I was thinking tonight as I put D to bed about how much singing had become part of our family life. Ironically so, as neither Ross or I have much (read ‘any kind’) of a singing voice. Still, when your child is an extremely demanding and appreciative audience, it brings out the best in you.
It started when it took so many hours to get him to sleep – I would sing to him out of sheer desperation and to while away the time as I held in my arms, willing him to sleep. I sang him the songs I remember my mother singing to me. I have clear memories of her singing two particular songs standing in the dark between my bed and my sister’s. She sang the lovely blessing: The Lord bless you and keep you and the lullaby that goes: ‘You can have the moon to play with, and the stars to run away with, they’ll be yours if you don’t cry, singing Lulla-lulla-lulla-lulla-bye-bye.’ As a child, I found that line exhilerating: the moon to play with, the stars to run away with.
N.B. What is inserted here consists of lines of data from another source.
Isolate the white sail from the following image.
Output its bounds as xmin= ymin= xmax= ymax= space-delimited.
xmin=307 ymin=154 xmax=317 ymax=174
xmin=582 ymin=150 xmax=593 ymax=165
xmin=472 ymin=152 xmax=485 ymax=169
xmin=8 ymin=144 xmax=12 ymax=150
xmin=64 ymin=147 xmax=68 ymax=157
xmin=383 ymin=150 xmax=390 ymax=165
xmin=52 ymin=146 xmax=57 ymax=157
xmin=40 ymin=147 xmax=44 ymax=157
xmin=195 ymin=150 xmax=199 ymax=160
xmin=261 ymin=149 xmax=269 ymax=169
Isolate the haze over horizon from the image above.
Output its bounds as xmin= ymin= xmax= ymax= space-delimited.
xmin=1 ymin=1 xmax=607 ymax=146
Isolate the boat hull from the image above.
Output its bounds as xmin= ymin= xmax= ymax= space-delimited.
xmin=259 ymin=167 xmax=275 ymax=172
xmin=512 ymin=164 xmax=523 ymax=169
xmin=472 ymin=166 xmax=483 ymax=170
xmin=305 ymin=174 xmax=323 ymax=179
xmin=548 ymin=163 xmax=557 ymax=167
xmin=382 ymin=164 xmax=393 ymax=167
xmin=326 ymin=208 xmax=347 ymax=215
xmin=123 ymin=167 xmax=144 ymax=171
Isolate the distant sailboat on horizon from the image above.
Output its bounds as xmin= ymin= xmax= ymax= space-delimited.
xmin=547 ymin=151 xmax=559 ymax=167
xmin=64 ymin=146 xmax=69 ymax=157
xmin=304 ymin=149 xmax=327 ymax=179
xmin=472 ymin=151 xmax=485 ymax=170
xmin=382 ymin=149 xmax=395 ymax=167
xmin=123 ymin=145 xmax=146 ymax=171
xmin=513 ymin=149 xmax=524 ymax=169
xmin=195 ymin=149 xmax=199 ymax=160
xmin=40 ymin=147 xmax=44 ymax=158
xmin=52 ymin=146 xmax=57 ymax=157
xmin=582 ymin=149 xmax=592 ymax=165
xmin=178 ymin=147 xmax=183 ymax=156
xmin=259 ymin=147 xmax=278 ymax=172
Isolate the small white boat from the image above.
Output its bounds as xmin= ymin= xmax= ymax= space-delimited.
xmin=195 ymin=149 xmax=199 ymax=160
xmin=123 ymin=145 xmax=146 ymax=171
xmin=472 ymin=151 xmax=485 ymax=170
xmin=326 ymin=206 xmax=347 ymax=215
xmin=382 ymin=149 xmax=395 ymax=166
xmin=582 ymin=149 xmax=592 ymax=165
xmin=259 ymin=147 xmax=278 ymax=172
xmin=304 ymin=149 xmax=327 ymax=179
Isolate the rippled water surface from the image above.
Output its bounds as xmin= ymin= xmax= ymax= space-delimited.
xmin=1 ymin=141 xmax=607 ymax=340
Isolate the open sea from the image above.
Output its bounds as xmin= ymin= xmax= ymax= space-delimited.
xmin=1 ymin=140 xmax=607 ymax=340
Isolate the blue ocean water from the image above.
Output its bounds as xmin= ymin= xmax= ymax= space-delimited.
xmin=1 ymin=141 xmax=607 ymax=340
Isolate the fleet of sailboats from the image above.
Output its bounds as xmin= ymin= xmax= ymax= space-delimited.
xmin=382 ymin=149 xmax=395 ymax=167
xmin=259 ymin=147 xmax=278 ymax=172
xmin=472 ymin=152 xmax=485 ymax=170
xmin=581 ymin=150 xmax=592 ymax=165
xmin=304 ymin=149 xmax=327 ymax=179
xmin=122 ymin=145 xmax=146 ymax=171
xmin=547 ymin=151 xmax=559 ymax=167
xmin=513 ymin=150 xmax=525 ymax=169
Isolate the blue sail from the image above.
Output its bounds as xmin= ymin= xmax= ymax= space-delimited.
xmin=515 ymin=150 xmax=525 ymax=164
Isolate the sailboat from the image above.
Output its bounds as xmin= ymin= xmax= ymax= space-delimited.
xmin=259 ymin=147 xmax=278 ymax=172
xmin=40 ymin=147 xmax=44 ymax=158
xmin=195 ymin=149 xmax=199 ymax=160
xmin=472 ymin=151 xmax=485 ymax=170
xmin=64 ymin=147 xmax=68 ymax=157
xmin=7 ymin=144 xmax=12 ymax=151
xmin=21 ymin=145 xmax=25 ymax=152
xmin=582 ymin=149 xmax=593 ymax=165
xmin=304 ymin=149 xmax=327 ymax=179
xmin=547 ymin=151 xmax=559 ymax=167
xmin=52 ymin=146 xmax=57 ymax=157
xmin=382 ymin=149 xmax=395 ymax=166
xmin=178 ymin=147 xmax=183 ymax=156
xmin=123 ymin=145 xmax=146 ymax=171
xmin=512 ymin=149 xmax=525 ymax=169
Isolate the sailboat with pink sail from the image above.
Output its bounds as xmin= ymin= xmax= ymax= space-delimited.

I thought my singing all washed over D in sleepy waves, until one day we were out for a walk and he sat in the back-pack singing “Lord make his face to shine upon you… lift up his countenance upon you”, quite clearly and fairly tunefully.
Another of D’s early favourites is Joshua fought the battle of Jericho, my poor renditions reinforced by a version we have of it sung by a Zambian acapella group. This has prompted the question recently: ‘What’s a battle like, mamma?’ This CD is still a firm favourite in the car. Daniel joins in loudly with another song on it that goes: tuwah, tuwah, tuwah, tuwah (no translation available).
Ross sings multiple verses of ‘Kum ba ya’ when he is putting Daniel to bed. I sing anything that comes into my head from old hymns and Sunday School choruses to nursery rhymes and lullabies. Daniel quickly remembers every word and corrects me if I change a single one. The other night at supper, for some reason we started singing ‘Doh, a dear…’ The look on Daniel’s face was one of bemused delight, almost the same expression as the little boy in Mary Poppins when she suddenly bursts into ‘A spoonful of sugar…’.
I guess all is this singing is creating something like a cultural memory: word associations, rhymes and tunes that will lodge deep in the subconscious. I hope Daniel and Kirsten do not too quickly become embarrassed by our singing. Surely families are the only place for unselfconscious sing-a-longs. If not here, then where? If not now, then when?